A sample of an ideal gas at 15.0 atm and 10.0 L is allowed to expand against a constant externam pressure of 2.00 atm at a constant temperature. Calculate the work in KJ for the gas expansion (Boyle's law applies)

To calculate the work done during the gas expansion, we can use the formula:

work = -P_ext * ΔV

where:
- work is the work done by the gas,
- P_ext is the external pressure,
- ΔV is the change in volume.

In this case, the external pressure is given as 2.00 atm, and the initial volume is 10.0 L. To calculate the change in volume, we can use Boyle's law, which states that P * V = constant at constant temperature.
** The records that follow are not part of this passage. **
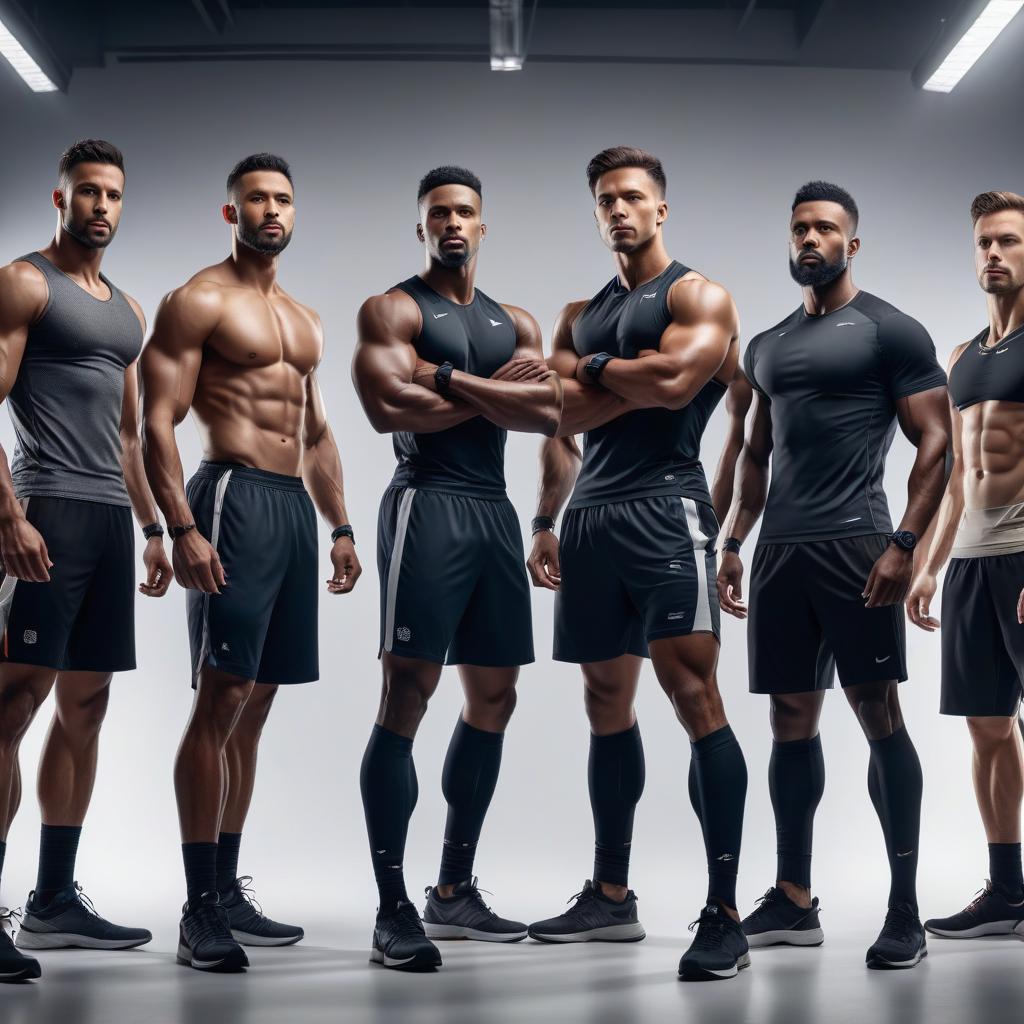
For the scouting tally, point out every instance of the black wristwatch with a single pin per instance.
(442, 379)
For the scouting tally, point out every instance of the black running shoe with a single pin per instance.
(719, 949)
(399, 941)
(901, 942)
(990, 912)
(465, 915)
(777, 921)
(14, 966)
(205, 940)
(70, 921)
(593, 918)
(248, 924)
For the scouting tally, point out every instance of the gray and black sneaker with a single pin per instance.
(71, 922)
(465, 915)
(249, 925)
(14, 966)
(593, 918)
(992, 911)
(719, 949)
(399, 941)
(777, 921)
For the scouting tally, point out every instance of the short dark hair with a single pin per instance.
(626, 156)
(89, 151)
(825, 192)
(994, 203)
(449, 175)
(259, 162)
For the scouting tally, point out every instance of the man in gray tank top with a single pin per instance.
(69, 344)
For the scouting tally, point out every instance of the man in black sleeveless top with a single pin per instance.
(981, 525)
(448, 371)
(644, 364)
(829, 573)
(69, 344)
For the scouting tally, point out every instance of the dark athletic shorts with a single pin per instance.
(807, 617)
(982, 642)
(84, 619)
(635, 571)
(454, 587)
(262, 626)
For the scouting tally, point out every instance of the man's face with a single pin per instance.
(451, 224)
(630, 209)
(262, 210)
(821, 243)
(89, 202)
(998, 251)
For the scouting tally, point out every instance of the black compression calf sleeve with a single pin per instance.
(615, 775)
(721, 782)
(796, 781)
(387, 780)
(468, 781)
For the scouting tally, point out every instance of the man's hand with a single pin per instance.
(197, 564)
(890, 578)
(23, 551)
(543, 563)
(158, 569)
(346, 566)
(730, 585)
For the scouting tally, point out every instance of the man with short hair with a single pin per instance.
(239, 351)
(449, 371)
(981, 525)
(644, 364)
(69, 345)
(829, 573)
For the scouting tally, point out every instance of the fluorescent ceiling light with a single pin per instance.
(18, 58)
(969, 48)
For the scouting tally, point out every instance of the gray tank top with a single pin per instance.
(66, 402)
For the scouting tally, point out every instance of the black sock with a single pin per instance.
(227, 859)
(201, 868)
(720, 773)
(796, 781)
(468, 781)
(57, 849)
(894, 782)
(615, 773)
(1005, 867)
(387, 780)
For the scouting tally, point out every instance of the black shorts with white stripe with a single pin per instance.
(262, 625)
(635, 571)
(454, 587)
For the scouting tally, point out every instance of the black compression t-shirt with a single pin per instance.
(833, 382)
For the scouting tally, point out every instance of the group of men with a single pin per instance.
(638, 370)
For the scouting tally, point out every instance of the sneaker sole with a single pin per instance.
(459, 932)
(609, 933)
(786, 937)
(693, 972)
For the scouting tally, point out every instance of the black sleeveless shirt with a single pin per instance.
(477, 338)
(647, 452)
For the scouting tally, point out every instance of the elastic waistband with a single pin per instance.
(261, 477)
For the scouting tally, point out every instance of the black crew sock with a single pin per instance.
(201, 868)
(615, 775)
(57, 849)
(468, 781)
(1005, 868)
(387, 780)
(721, 784)
(227, 859)
(894, 782)
(796, 781)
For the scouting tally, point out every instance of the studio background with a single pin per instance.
(735, 142)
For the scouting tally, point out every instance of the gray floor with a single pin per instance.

We can rearrange the formula to solve for the final volume, V_f:

V_f = (P_i * V_i) / P_f

where:
- V_f is the final volume,
- P_i is the initial pressure,
- V_i is the initial volume,
- P_f is the final pressure.

Given that P_i = 15.0 atm and P_f = 2.00 atm, we can substitute these values into the equation:

V_f = (15.0 atm * 10.0 L) / 2.00 atm
V_f = 75.0 L

Now, we can calculate the change in volume, ΔV:

ΔV = V_f - V_i
ΔV = 75.0 L - 10.0 L
ΔV = 65.0 L

Substituting these values into the work formula, we can calculate the work done:

work = -P_ext * ΔV
work = -(2.00 atm) * (65.0 L)

Converting the units from atm * L to kJ, we can use the conversion factor:

1 atm * L = 101.325 J
1 J = 0.001 kJ

So, the conversion factor is 0.101325 kJ/atm * L. Multiplying the work by the conversion factor, we get:

work = - (2.00 atm) * (65.0 L) * (0.101325 kJ/atm * L)
work ≈ -131.63 kJ

Therefore, the work done by the gas expansion is approximately -131.63 kJ. The negative sign indicates that work is being done on the gas, rather than by the gas.